The Long Shot (2004) - movie review on The Movie Scene

The Long Shot (2004)   3/53/53/53/53/5


Julie Benz in The Long Shot (2004)

A Long Shot of Underdog Emotion

Having relocated to Colorado with her daughter Taylor (Gage Golightly) so that her husband can take up a job, Annie Garrett (Julie Benz - Christmas Homecoming) discovers how unreliable he is when he leaves her with no money, no car and no job, just her horse Tolo and Taylor to look after. Determined not to buckle Annie finds work at Mary Lou O'Brian's (Marsha Mason - Heartbreak Ridge) stud, working as a stable hand as well as a horse trainer and befriending Mary Lou who is impressed with the passion she sees in Annie. She's also impressed with Annie's horse riding skills and enters her in an important competition, but when disaster strikes not once but twice it seems that Annie may have to give in and return home to live with her parents who following a tragedy many years earlier have become estranged to Annie.

"The Long Shot" is a made for TV movie which takes sentiment and emotion to a completely new level, a level which by the time it ends you will either be crying because of the emotional, family orientated underdog story or because you have found all the tugging at your heart strings to be too painful. And to be honest as someone who has watched plenty of emotional TV movies and countless sentimental underdog stories even I found the uplifting crescendo of emotion in "The Long Shot" a little too much. With that in mind whilst "The Long Shot" has a reasonable storyline which combines family issues with a sporting under dog story and some pleasant acting, you need to be prepared to face one big emotional scene after another.

Marsha Mason and Paul Le Mat in The Long Shot (2004)

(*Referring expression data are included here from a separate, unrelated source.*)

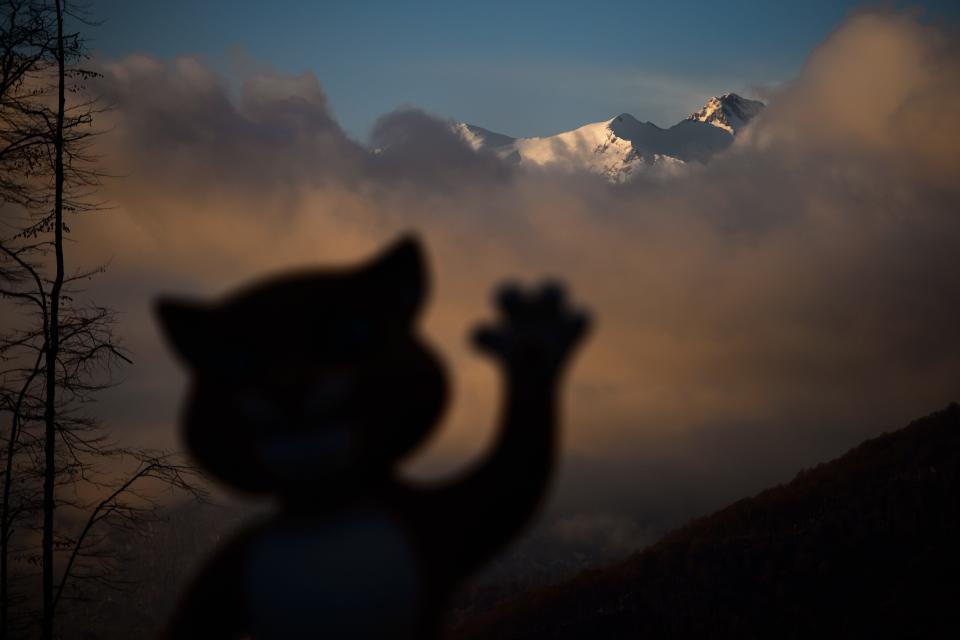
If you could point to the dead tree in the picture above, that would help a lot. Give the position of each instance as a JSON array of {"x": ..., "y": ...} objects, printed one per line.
[{"x": 60, "y": 349}]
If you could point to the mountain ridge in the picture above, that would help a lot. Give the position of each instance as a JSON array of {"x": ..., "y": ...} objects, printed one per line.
[
  {"x": 864, "y": 545},
  {"x": 623, "y": 146}
]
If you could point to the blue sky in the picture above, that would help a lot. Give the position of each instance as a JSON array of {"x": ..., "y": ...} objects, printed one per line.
[{"x": 522, "y": 68}]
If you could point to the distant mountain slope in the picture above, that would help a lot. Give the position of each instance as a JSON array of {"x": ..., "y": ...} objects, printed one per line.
[
  {"x": 863, "y": 546},
  {"x": 620, "y": 147}
]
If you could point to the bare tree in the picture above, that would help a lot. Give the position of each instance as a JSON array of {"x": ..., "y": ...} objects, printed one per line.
[{"x": 64, "y": 477}]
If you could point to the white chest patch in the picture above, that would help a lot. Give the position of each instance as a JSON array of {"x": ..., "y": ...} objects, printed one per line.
[{"x": 350, "y": 577}]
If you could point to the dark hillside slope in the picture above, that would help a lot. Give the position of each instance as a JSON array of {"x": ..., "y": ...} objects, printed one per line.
[{"x": 865, "y": 545}]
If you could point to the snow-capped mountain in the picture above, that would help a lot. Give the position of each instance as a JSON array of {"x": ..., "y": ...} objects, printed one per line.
[
  {"x": 729, "y": 112},
  {"x": 621, "y": 146}
]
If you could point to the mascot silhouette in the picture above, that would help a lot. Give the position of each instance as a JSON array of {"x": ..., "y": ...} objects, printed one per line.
[{"x": 311, "y": 388}]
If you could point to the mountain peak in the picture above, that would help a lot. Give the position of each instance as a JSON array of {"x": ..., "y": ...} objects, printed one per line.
[{"x": 729, "y": 111}]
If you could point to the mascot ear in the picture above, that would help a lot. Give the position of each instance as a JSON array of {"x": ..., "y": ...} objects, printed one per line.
[
  {"x": 188, "y": 327},
  {"x": 399, "y": 276}
]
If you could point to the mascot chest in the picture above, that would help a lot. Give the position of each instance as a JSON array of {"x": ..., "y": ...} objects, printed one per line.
[{"x": 352, "y": 576}]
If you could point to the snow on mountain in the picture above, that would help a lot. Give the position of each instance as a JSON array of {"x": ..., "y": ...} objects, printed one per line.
[
  {"x": 729, "y": 112},
  {"x": 620, "y": 147}
]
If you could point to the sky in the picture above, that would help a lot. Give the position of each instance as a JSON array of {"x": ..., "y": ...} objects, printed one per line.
[
  {"x": 520, "y": 68},
  {"x": 760, "y": 313}
]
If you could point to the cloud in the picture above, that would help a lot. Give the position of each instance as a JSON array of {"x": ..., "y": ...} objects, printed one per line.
[{"x": 755, "y": 315}]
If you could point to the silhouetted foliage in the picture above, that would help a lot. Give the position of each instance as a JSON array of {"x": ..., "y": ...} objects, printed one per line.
[{"x": 863, "y": 546}]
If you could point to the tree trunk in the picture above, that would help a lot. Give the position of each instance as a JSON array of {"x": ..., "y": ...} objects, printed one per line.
[{"x": 53, "y": 341}]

Now to be honest "The Long Shot" feels like a collection of cliches which build on top of each other. We have Annie who has an unreliable husband and a troubled relationship with her mother thanks to a past tragedy. We also have the horse trainer who has become tortured and a little bit bitter blaming herself for a tragedy in her own life. Add to this a handsome vet who takes a shine to Annie, Annie's daughter struggling to deal with her father abandoning them, money worries and plenty more and this is 94 minutes of cliches. And the daft thing is that this hasn't even touched on the sporting cliches as both Annie and her horse Tolo become under dogs with a need to succeed for various reasons.

The thing is that whilst "The Long Shot" is really a series of cliches it strangely works and draws you in to Annie's struggle be it to make a life for herself and her daughter after her husband abandons them or when she has to come back from injury to try and succeed. You are sort of beaten into submission by the time the second cliche arrives within the first 15 minutes and you allow yourself to watch knowing that there will be little more to "The Long Shot" than one emotional cliche leading to another.

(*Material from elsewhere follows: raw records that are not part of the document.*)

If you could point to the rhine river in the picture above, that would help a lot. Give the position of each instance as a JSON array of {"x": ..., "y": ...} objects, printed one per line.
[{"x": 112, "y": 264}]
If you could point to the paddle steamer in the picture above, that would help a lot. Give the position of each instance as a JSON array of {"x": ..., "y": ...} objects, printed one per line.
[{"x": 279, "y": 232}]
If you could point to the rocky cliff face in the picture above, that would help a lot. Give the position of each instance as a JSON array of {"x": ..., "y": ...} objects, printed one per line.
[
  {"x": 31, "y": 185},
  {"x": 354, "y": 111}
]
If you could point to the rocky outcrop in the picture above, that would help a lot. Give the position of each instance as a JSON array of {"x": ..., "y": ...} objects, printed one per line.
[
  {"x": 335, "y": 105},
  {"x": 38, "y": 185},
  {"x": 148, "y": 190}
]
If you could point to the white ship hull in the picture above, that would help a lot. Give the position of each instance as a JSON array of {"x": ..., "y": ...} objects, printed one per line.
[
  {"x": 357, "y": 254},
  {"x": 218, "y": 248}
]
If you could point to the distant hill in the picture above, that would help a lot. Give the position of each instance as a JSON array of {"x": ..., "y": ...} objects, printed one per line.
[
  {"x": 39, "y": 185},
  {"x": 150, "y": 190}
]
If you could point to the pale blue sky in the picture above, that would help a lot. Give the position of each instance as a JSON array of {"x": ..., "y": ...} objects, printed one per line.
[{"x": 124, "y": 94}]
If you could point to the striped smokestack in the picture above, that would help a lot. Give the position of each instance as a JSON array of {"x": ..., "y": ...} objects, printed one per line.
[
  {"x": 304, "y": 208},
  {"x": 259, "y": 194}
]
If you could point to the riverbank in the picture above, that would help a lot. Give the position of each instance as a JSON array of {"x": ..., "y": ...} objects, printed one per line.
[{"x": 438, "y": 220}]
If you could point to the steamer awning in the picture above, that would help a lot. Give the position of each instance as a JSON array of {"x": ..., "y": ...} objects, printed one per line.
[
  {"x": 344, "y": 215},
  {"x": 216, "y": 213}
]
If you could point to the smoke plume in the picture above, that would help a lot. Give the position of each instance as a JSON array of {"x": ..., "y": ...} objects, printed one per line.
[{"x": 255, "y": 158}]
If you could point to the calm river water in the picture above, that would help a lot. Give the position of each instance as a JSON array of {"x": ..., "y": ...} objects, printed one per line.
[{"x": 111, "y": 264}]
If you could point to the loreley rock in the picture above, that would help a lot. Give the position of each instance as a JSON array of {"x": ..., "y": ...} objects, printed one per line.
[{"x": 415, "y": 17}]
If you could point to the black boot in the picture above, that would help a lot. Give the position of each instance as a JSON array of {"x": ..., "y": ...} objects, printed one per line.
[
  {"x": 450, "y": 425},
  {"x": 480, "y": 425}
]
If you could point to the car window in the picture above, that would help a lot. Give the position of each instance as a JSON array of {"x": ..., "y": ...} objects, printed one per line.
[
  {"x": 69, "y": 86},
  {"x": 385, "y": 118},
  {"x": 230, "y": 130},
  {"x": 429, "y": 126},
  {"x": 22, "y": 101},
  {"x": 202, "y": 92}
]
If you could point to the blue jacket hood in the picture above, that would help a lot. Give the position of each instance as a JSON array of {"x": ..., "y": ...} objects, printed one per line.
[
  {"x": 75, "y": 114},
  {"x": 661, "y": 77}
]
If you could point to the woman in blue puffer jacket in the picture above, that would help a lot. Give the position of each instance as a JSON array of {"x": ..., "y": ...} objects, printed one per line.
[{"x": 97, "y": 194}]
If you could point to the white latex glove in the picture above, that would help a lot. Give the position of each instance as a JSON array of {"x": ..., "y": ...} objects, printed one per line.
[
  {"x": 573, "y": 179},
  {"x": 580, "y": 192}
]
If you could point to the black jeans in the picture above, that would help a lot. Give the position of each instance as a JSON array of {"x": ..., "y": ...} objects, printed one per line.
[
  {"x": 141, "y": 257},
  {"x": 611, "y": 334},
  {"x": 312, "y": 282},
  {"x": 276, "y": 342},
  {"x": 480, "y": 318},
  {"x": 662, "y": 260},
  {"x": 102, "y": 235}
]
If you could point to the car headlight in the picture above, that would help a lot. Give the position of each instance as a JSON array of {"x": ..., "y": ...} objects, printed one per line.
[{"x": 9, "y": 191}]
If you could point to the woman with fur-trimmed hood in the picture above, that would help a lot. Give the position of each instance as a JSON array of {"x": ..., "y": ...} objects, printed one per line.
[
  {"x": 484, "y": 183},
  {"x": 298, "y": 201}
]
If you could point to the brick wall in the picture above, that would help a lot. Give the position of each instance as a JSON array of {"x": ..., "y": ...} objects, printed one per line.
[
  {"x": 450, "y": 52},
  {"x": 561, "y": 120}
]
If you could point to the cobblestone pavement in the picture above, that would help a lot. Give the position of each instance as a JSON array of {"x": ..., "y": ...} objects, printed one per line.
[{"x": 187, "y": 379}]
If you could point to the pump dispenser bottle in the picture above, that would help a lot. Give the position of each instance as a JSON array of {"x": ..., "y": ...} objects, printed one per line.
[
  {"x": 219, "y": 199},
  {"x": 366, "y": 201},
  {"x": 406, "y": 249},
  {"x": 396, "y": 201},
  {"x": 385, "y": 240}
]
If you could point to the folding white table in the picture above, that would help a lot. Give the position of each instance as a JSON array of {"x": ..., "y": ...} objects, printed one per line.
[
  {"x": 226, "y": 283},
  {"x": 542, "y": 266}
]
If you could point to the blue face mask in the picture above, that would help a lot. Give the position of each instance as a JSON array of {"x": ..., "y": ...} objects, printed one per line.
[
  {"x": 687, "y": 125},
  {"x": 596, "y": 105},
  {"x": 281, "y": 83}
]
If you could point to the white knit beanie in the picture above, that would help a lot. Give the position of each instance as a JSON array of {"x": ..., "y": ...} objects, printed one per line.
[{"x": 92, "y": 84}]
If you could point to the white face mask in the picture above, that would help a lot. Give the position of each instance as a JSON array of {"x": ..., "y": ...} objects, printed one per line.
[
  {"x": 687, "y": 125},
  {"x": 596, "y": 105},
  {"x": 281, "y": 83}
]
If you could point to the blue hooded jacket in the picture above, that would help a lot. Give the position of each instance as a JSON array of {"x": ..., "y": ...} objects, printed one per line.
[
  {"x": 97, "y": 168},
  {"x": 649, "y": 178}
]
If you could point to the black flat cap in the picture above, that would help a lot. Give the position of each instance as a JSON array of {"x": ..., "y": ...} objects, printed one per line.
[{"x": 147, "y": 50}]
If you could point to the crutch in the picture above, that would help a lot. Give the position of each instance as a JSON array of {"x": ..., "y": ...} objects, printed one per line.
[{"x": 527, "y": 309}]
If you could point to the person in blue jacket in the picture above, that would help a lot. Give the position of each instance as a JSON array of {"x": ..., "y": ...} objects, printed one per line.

And emotional is one of the best ways to describe "The Long Shot" because every cliche has some element to tug at your heart string. You may feel sorry for Annie after her husband clears off but you are empowered by her determination to succeed, you may feel for her when something happens to her horse Tolo but her dedication to Tolo is seriously touching. And so it goes on as everything builds to the expected big final competition where Annie as the underdog has to win and at the same time you have her mother clearing the air after years of hurt. It is nothing more than you expect and it will have you crying be it in pain from all the emotional manipulation or from the joy of the obvious feel good outcome.

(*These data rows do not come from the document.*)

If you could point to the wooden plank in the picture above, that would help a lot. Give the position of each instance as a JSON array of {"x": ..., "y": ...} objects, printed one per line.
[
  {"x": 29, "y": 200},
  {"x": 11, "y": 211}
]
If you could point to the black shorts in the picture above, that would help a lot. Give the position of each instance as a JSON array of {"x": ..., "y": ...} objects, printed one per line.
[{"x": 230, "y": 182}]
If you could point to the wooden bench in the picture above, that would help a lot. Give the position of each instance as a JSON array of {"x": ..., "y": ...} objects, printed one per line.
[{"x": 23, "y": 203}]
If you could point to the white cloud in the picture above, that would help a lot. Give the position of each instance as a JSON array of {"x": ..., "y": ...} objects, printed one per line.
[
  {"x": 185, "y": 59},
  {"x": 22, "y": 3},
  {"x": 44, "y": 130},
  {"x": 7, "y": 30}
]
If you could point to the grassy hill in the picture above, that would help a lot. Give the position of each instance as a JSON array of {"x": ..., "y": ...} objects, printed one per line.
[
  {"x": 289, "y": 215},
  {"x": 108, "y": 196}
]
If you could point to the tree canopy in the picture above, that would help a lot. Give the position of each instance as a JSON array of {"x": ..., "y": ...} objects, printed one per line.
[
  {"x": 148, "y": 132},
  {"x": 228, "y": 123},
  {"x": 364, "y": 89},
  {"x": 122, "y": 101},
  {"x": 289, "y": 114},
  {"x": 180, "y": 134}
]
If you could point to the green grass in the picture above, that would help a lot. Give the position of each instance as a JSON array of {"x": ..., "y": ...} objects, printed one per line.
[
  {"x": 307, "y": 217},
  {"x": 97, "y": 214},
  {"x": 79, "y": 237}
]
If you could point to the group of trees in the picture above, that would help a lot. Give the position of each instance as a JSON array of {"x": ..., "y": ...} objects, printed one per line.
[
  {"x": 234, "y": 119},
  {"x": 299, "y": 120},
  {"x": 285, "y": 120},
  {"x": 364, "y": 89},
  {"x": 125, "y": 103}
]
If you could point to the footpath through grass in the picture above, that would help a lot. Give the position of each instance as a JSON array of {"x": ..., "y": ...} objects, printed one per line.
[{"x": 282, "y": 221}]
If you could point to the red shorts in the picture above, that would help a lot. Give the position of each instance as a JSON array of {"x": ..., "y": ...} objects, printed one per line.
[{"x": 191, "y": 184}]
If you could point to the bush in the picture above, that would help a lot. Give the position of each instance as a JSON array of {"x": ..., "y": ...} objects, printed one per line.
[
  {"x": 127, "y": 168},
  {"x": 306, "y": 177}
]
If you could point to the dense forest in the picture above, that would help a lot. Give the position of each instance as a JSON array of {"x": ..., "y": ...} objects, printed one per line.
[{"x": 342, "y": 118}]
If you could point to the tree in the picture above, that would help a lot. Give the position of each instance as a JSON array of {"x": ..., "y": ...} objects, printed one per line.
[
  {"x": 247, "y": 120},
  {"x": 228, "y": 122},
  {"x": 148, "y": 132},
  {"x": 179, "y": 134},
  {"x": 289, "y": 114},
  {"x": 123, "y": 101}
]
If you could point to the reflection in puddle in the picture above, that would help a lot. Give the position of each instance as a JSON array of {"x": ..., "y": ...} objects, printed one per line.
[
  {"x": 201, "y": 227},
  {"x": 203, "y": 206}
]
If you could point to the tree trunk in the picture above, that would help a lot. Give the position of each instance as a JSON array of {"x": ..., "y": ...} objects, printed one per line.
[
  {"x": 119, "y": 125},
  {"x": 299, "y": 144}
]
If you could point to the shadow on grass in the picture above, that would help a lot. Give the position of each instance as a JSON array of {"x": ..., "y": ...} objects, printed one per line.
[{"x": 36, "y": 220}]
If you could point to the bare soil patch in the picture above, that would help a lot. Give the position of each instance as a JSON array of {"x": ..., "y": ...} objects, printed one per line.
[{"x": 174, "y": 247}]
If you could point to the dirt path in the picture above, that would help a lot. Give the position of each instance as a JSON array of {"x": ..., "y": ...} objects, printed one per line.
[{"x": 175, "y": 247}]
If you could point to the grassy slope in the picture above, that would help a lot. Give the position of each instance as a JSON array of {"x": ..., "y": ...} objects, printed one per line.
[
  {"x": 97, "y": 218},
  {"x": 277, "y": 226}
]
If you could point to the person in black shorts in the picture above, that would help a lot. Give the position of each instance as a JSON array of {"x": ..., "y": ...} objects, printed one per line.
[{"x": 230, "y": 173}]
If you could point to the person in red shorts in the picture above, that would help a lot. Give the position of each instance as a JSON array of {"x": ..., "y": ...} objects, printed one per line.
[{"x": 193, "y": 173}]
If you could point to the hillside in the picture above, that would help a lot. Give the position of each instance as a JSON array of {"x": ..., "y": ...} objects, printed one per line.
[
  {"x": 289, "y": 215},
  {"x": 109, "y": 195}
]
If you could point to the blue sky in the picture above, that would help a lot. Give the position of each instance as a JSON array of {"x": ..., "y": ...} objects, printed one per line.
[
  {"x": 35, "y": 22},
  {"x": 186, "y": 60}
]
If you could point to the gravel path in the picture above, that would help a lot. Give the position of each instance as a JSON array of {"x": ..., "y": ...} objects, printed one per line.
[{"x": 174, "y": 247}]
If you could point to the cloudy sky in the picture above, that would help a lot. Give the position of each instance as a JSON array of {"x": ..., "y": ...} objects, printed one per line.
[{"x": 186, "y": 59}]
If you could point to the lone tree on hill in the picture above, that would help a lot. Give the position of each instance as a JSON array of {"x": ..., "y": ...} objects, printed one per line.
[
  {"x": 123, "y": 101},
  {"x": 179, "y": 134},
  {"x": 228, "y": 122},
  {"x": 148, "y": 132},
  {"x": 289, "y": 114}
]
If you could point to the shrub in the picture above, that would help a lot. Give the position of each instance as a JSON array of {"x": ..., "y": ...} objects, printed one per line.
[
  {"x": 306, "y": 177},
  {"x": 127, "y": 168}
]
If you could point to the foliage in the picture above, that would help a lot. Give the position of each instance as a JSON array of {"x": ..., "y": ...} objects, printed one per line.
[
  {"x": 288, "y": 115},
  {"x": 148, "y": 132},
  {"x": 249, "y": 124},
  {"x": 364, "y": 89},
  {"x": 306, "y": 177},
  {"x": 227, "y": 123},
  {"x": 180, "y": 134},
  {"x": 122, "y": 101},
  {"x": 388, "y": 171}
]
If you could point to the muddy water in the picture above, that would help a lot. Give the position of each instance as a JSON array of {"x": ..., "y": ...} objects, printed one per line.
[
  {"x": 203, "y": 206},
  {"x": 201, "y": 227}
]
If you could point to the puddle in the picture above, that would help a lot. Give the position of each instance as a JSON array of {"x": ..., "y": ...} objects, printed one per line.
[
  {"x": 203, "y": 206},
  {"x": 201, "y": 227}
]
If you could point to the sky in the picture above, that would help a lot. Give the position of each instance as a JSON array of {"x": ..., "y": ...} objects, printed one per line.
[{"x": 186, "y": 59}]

What this all boils down to is that "The Long Shot" will be enjoyed by some and detested by others because this is a TV movie which is high in emotion. It is to be honest little more than a series of emotional cliches which culminate to deliver a feel good ending but if you like emotional TV movies which work to a formula and pile on the emotion it will melt your heart and have you reaching for the tissues for the right reasons rather than the wrong ones.